New Article: “Redistributing Data Worlds: Open Data, Data Infrastructures and Democracy”, Statistique et Société, 5(3)

January 28, 2018

I’ve just had an article published in the latest issue of Statistique et Société, a journal dedicated to exploring “how statistics intervenes in society, plays a role that is often unnoticed, and is in turn transformed by it”.

The article is titled “Quand les mondes de données sont redistribués : Open Data, infrastructures de données et démocratie” (“Redistributing Data Worlds: Open Data, Data Infrastructures and Democracy”).

You can download the French PDF here and the English version here. The text of the article is also copied inline below. The full reference is: Gray, J. (2017). Quand les mondes de données sont redistribués: Open Data, infrastructures de données et démocratie. Statistique et Société, 5(3), 29–34.

Statistique et Société is an open access journal run by the Société Française de Statistique (French Society of Statistics). It is edited by Emmanuel Didier (CNRS/EHESS), a leading researcher on the social and historical study of statistics. It includes scholars such as Theodore Porter on its advisory board.

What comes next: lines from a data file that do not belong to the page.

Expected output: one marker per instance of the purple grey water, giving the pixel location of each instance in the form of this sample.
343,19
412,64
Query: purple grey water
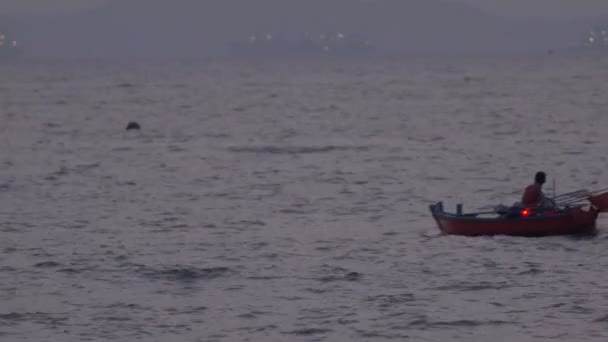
289,201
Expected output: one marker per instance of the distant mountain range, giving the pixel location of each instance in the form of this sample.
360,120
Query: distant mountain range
161,28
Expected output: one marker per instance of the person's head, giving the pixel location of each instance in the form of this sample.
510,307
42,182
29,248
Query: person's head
540,178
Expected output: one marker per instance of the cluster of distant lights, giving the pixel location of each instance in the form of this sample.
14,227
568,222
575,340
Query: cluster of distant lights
598,37
268,37
4,41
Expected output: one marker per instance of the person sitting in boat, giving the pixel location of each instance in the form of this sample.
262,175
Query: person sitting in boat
534,197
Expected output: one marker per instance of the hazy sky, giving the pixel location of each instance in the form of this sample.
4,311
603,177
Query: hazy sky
546,8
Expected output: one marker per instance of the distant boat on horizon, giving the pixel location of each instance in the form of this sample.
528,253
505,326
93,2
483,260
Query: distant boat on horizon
9,48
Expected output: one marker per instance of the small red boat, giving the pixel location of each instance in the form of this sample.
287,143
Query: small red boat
522,222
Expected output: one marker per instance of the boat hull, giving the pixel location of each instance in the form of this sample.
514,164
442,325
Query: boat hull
567,222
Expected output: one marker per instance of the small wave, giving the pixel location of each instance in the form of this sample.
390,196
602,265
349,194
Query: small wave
35,317
426,324
467,286
47,264
295,149
386,301
188,274
308,331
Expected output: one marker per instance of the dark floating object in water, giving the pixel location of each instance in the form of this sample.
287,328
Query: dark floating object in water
133,125
352,276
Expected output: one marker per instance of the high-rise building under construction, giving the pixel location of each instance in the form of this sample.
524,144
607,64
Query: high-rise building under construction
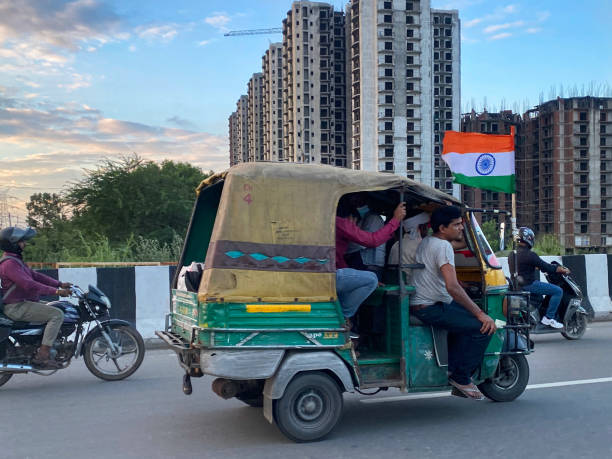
373,88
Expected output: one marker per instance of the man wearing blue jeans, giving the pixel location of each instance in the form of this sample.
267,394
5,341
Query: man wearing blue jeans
527,263
439,300
353,285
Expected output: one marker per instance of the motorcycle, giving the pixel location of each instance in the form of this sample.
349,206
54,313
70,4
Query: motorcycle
111,348
571,313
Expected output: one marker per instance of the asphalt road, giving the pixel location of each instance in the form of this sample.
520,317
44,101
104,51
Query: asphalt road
73,414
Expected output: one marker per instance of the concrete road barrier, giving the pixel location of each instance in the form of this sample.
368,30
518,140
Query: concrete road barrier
141,294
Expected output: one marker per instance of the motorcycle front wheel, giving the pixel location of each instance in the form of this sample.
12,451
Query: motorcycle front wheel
111,365
4,377
574,325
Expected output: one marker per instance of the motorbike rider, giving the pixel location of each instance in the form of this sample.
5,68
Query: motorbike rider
527,262
26,287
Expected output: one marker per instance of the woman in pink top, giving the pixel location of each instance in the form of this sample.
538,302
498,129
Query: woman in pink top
354,286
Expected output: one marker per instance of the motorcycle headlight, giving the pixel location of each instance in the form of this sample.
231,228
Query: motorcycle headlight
104,299
516,304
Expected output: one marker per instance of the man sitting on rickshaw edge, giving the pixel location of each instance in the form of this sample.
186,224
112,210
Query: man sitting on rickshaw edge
439,300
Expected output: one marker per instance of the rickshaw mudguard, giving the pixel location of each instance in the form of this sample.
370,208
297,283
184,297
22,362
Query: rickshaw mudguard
299,362
241,363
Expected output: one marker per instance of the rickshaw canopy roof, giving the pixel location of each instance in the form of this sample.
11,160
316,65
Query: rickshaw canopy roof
274,234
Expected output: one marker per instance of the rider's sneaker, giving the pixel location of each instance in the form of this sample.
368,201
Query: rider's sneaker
551,322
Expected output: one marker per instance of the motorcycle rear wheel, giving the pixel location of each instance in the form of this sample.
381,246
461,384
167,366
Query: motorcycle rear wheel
102,364
4,377
574,325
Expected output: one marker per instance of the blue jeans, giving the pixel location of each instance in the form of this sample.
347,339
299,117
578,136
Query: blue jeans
466,345
353,287
555,292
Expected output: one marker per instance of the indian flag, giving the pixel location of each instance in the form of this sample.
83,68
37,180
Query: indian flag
481,160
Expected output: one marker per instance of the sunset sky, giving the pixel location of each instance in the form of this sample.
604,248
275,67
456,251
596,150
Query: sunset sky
86,79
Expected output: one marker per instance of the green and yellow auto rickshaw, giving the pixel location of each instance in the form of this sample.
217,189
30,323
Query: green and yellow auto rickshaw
266,321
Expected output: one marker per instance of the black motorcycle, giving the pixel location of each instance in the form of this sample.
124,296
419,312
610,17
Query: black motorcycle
571,312
112,349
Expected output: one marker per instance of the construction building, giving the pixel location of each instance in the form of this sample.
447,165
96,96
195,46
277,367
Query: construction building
272,99
491,123
405,89
565,168
314,84
255,118
238,132
371,89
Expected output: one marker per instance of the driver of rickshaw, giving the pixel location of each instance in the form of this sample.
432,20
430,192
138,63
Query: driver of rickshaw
353,285
439,300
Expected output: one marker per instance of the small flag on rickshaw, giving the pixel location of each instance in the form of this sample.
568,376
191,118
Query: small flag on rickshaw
481,160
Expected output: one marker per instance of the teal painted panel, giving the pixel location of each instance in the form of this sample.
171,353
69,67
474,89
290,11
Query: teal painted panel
422,364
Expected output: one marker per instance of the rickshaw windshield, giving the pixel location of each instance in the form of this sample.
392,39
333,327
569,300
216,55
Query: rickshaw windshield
483,245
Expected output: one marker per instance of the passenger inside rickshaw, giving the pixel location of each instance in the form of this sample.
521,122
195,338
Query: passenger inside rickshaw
376,321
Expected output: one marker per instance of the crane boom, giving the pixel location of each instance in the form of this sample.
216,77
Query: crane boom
235,33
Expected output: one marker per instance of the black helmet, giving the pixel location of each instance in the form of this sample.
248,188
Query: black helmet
527,236
9,237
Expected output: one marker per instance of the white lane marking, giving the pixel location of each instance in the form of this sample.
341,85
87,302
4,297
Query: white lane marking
447,394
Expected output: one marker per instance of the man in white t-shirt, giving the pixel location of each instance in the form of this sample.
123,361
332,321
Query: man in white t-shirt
440,301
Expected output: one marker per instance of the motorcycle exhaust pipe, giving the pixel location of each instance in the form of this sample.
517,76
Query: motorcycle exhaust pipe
15,368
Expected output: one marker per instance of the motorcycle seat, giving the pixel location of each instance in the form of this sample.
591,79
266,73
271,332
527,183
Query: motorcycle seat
7,322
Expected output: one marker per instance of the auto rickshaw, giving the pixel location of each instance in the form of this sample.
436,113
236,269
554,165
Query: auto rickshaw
266,321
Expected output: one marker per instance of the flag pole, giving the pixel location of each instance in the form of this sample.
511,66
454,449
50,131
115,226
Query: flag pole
514,274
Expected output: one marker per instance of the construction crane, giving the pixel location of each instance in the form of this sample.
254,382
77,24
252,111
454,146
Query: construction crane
236,33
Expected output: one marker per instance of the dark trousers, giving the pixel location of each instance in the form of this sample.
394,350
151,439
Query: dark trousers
466,345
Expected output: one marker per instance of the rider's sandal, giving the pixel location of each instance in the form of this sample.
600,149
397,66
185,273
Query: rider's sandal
469,392
47,364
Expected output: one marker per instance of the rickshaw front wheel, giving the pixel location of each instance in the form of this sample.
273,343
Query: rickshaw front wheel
509,381
310,407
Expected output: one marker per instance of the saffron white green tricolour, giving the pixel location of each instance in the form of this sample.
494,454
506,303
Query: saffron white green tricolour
481,160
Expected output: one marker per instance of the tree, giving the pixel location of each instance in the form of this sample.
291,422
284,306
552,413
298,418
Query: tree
132,196
44,209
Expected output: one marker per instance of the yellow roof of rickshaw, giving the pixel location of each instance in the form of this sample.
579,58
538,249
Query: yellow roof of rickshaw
274,234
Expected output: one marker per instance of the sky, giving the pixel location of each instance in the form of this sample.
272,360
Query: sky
84,80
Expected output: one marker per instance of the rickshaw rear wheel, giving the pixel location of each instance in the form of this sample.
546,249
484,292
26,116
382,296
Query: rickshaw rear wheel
310,407
509,381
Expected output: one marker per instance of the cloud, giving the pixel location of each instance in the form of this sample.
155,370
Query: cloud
508,25
542,16
47,146
61,24
78,81
472,22
181,122
499,36
218,21
164,33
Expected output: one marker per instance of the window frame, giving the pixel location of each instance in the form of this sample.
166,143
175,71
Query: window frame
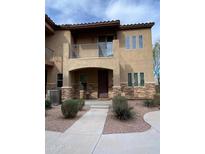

Redistributing Data Worlds: Open Data, Data Infrastructures and Democracy

Jonathan Gray, King’s College London

For centuries human beings have invented methods and instruments for taking account of different aspects of the world through numbers. Making data about people, places, resources and things has become an indispensable part of the fabric of collective life and efforts to map and shape it.

The apparent power and transformational potential of such numbers has long inspired wonder, concern and action of various kinds, both for better and for worse. Data is imagined and used to understand, steer and refashion the world, whether in the service of boosting economic growth or redistributing resources; exploiting natural resources or conserving ecologies; promoting public health and education or cracking down on crime or dissent; turning land into territory and people into citizens, consumers, workers, comrades or suspects. Accounts of such projects can be found in a growing literature of histories and sociologies of quantification and statistics.¹

What happens to these social practices and imaginaries of quantification when readily available digital technologies facilitate the creation, analysis and reproduction of data by different publics? What kinds of shifts, dynamics, controversies, visions and programmes can be observed when data goes digital? One recent answer to these questions can be found in the phenomenon of open data, which can be understood as set of ideas and conventions aiming to turn information into a re-usable public resource.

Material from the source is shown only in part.